Here's the code you would use to encrypt and sign the message:
Dim Message As New Message(Me.Alias, messageBody)
' Encrypt the message using the recipient's public key.
Dim EncryptedPackage As New EncryptedObject(Message, PeerInfo.PublicKeyXml)
' Sign the message with the sender's private key.

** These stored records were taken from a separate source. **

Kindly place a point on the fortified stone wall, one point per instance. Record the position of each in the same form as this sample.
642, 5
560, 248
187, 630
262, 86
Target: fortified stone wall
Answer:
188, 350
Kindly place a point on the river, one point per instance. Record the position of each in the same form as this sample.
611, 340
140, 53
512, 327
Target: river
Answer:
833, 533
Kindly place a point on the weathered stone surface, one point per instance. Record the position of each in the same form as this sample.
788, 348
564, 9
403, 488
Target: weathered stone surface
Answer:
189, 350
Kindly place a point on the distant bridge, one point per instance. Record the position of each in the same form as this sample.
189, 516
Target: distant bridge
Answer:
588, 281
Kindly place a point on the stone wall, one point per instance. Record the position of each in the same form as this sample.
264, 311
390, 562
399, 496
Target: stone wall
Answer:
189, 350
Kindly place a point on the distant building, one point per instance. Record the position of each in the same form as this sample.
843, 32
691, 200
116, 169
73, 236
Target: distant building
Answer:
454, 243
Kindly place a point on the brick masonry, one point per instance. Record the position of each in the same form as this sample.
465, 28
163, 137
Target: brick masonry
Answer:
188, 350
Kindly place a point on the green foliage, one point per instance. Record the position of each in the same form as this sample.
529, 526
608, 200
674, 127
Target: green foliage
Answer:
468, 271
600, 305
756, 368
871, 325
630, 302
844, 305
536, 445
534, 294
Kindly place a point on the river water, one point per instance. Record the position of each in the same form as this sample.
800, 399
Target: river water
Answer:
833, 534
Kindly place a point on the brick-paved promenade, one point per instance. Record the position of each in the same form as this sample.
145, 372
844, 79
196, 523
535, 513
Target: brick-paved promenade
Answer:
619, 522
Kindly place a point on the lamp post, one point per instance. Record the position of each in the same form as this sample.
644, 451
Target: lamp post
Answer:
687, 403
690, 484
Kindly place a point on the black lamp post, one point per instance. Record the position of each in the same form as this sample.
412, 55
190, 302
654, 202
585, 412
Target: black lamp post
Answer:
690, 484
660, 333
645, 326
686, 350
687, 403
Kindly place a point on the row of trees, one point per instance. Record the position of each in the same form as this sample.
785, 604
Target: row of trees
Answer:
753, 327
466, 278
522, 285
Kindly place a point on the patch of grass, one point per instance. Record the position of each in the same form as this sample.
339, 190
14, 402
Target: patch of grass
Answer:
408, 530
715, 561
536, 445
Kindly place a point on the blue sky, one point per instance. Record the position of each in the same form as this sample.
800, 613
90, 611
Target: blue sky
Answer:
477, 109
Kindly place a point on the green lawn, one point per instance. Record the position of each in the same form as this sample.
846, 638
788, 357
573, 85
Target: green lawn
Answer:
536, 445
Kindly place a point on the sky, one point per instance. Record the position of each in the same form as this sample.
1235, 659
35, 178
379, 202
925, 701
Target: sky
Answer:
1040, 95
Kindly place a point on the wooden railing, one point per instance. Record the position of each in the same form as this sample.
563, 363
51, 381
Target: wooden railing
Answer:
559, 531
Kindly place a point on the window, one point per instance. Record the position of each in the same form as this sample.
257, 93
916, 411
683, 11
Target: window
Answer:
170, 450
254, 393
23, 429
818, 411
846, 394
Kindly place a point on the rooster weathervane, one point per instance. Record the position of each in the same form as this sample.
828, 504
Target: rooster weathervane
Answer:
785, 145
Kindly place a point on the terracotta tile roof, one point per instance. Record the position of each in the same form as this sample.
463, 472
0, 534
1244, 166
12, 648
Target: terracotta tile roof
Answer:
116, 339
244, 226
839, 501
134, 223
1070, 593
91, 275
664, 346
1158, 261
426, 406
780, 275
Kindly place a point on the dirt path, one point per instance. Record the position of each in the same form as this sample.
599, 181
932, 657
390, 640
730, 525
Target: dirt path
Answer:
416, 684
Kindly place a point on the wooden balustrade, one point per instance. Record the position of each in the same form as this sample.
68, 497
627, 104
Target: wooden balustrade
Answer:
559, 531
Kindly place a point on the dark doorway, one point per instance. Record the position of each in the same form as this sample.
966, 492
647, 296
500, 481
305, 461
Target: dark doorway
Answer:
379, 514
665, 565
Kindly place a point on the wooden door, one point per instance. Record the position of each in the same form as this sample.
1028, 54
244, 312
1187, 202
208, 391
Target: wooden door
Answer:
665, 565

Dim SignedPackage As New SignedObject(Message, Me.Rsa.ToXmlString(True))
Try
Peer.ReceiveMessage(SignedPackage)
Catch
' Ignore connectivity errors.
End Try
The recipient would then validate the signature, deserialize the encrypted object, and then decrypt it:
' Verify the signature.
If Not encryptedPackage.ValidateSignature(PeerInfo.PublicKeyXml) Then
' Ignore this message.
Else
Dim EncryptedMessage As EncryptedObject
EncryptedMessage = CType(encryptedPackage.GetObjectWithoutSignature, _
EncryptedObject)
' Decrypt the message.
Dim Message As Message
Message = CType(EncryptedMessage.DecryptContainedObject( _
Me.Rsa.ToXmlString(True)), Message)
RaiseEvent MessageReceived(Me, _
New MessageReceivedEventArgs(Message.MessageBody, Message.SenderAlias))
End If
There's one other enhancement that you might want to make to this example. As described earlier, asymmetric encryption is much slower than symmetric encryption. In the simple message-passing example this won't make much of a difference, but if you need to exchange larger amounts of data it becomes much more important.
In this case, the solution is to use symmetric encryption. However, because both peers won't share a symmetric key, you'll have to create one dynamically and then encrypt it asymmetrically. The recipient will use its private key to decrypt the symmetric key, and then use the symmetric key to decrypt the remainder of the message.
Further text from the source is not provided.